Played some decent beach volleyball yesterday for the first time since I left California. I wouldn't say I played great, but it felt great to be back out there in the sand. Perfect day for it too. It's great to live in a place where you can go to the beach and pick up a game with total strangers and just have fun playing.

Today, I played keeper in an officiated soccer game for the first time in more than seven years. It was tough. Our side was short-handed with only eight players, and we paid the price, losing 5-0. I'd say there was one actual, good shot on goal that as my high standards put it, they actually "earned." Three of the other goals were mistakes on my part (not hanging on to the ball mostly, but also being out of position), and one of them was a PK. I did make some decent saves, but it was still frustrating in that we never got our offense on. Kind of reminded me of sophomore and junior years at IMSA, when I would be back there under a withering attack for 80% of the game. Gets tiring.

In all, I'd say the weekend's endeavors proved that this old body can still take it, at least on a recreational level. The goal now is to build on this and get myself back into a stride. Both on the sand and the turf, I felt very, very hesitant initially. Just plain haven't done it in a long time, you know, and it takes a while for it to come back. By the second game on the sand, things were starting click and I was starting to remember some strategy and I got looser, but I still made some mistakes (at least we won that game). Likewise, by the second half, I felt a lot better about facing down an opponent on a breakaway into the penalty box. During the first half, a part of me couldn't believe I wasn't more aggresive, and finally it started coming back as I got more comfortable.

It's going to take some practice and some persistence, but I can't begin to tell you how good it feels right now. I'm gonna be sore tomorrow, but I don't even care.

PGP Signed Entry

August 3, 2004

A Pause

This morning, my anti-lock brakes prevented a crash. It probably wouldn't have caused major injury, but it would have been rather less than pleasant. So I wanted to take a moment and thank all the great mechanical, electrical, and industrial engineers who made everything out of a hundredth of a second this morning.

Thinking about things during that pause, I happened to reflect upon the life of Andrea Culumber, a fellow engineer who died this month six years ago in a car crash. My enduring memory of my friend and colleague is that of her unquenchable zest for life. Whatever she did, she did all out... and she did it all.

I remember one of the people at the wake spoke of the weeks before her unfortunate and untimely passing. She had filled every waking moment of those weeks with activity: camping, hiking, boogie boarding, traveling, and of course contributing to her team at work. The week she died, she had been in Vegas celebrating with family. It made her passing slightly more bearable knowing that she had gotten more out of her brief years than so many others did in three or four times the time.

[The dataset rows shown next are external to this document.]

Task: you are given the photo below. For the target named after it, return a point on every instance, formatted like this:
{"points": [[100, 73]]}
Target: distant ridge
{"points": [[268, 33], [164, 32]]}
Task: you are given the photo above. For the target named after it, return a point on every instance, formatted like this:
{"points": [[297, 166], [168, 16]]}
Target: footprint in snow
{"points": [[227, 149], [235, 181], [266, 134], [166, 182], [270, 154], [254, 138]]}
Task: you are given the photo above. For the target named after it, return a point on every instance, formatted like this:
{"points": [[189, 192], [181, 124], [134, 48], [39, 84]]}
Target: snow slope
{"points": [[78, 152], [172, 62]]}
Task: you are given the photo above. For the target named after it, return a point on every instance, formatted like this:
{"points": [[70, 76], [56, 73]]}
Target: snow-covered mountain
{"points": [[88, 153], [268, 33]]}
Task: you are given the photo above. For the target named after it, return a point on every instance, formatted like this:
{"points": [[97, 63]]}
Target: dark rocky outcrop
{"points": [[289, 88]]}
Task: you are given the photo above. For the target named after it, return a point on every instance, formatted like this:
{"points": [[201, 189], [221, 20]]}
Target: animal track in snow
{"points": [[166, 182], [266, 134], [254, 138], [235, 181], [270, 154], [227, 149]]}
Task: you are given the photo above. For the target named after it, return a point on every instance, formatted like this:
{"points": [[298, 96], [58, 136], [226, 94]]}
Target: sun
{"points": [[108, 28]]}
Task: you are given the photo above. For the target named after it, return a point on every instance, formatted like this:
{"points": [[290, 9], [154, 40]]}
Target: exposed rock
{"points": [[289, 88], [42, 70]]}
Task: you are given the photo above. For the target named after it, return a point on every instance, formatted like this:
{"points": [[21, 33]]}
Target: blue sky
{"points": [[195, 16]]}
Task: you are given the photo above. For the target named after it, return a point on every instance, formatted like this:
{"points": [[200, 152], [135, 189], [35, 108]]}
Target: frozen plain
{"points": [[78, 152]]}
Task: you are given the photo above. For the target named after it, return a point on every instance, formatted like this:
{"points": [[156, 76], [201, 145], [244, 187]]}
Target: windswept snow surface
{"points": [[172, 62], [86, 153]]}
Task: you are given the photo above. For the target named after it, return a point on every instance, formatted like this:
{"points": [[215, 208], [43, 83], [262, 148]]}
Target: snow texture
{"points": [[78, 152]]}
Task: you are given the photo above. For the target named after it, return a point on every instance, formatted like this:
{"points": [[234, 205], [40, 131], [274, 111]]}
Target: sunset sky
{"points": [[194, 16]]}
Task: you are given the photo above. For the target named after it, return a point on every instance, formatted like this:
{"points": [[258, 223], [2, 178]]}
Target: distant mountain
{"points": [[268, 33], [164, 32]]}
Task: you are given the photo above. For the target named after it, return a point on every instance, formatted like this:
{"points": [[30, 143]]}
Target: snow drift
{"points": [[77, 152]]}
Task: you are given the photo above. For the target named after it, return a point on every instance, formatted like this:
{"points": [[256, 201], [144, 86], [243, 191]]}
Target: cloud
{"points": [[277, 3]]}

And it served as inspiration. In her own small way, her passing helped me appreciate life more, and got me to overcome hesitation and doubt... carpe diem. Or Carpe Noctum, as the case may be. These last few weeks, I've been so engaged with life that it's been hard keeping up with things like sleep and rest. I've gotten back into volleyball after a long respite, started golfing again (as badly as I stunk three years ago when I gave that nonsense up). I have been hiking every week at least once, been playing poque with friends every week, go to at least one new restaurant every week with friends, and have been brushing up on my vignt-et-un. I've been reading voraciously on various topics, from classical music conductors to gambling. I've been trying to find the time to start writing a new story, which has been brewing in my head for a while... just need to schedule in some time every day between everything else... in any case, you get the idea. I've been busy, and it feels great. It's been wonderful, but this morning made me pause a bit and remember how sudden, indeed random life can be. It was a lesson hard learned, but I still remember it. I only need to think of one person to bring it all back.

Thanks, Andrea. You still live in the hearts of all those you touched.